I built this room entirely by myself, except for background murals and some of the electrical. The cages have concrete floors with integral (heat) wiring. The electrical work was inspected and connected by a licensed electrician. There is a control room with all of the controls and timers for heating, humidity and lighting. Keeping reptiles is something I've been doing continuously since 1961. People drive or fly to see my collection from as far as California, Oregon, etc. I've also had visitors from Australia to see some of the more rare specimens.

Otis Guillebeau from Auburn, Georgia


----------



## mailee (Nov 11, 2005)

Thanks guys. Yes Otis I have to admit i am enjoying the build on this one, I like a challenge. Those critter cabinets do look nice too. I am afraid I am not sure what sort of aquarium this will be but think it may be a salt water tank. It is a large tank measuring 54" x 24" X 27" so will be a substantial weight! hence the reason I am building it as a frame a panel construction. Anyway I won't go into the details here as I will start another post for the build on it. 
Well I got on well today and got all the legs done. I had to be pretty accurate with the mitres although a couple did give me problems.

I will have to replace that blade!
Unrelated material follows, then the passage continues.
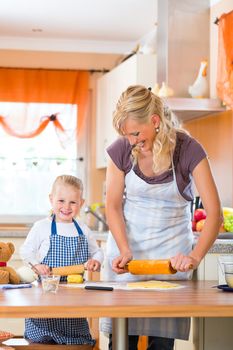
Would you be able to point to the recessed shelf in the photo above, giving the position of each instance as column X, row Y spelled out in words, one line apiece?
column 192, row 108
I added blocks into the ends of the 'legs' to enable them to be fixed to the frame. that was trickier than it looked.

Once all the legs were ready I had a test fit of the frame.

The blocks under the legs are just to take up the space as there will be a base below them. Glad to say the angles were pretty accurate, (I was praying I can tell you!) Not a bad days work considering I was also building the Aquarium cabinet too!


----------



## ggom20 (Feb 1, 2012)

Pretty nice!

What's the total wheight ?

Regards.
Gérard.


----------



## adot45 (Feb 6, 2013)

Hi Alan, great looking project you have going there. Here's something you probably already know if you've built stands for aquariums before but maybe some other members will find it interesting, or even useful. If you multiply a tanks L x W x H then divide by 231 it will give you the capacity of the tank in gallons. Fresh water weighs about 8.0 lbs per gallon and salt water comes in around 8.5 lbs per gallon. Handy for figuring out weight loads.....David


----------



## jw2170 (Jan 24, 2008)

My bad, Alan. When I saw 'cantilever' table, I thought 'extension' table...

The four panels on the 'table' fooled me.........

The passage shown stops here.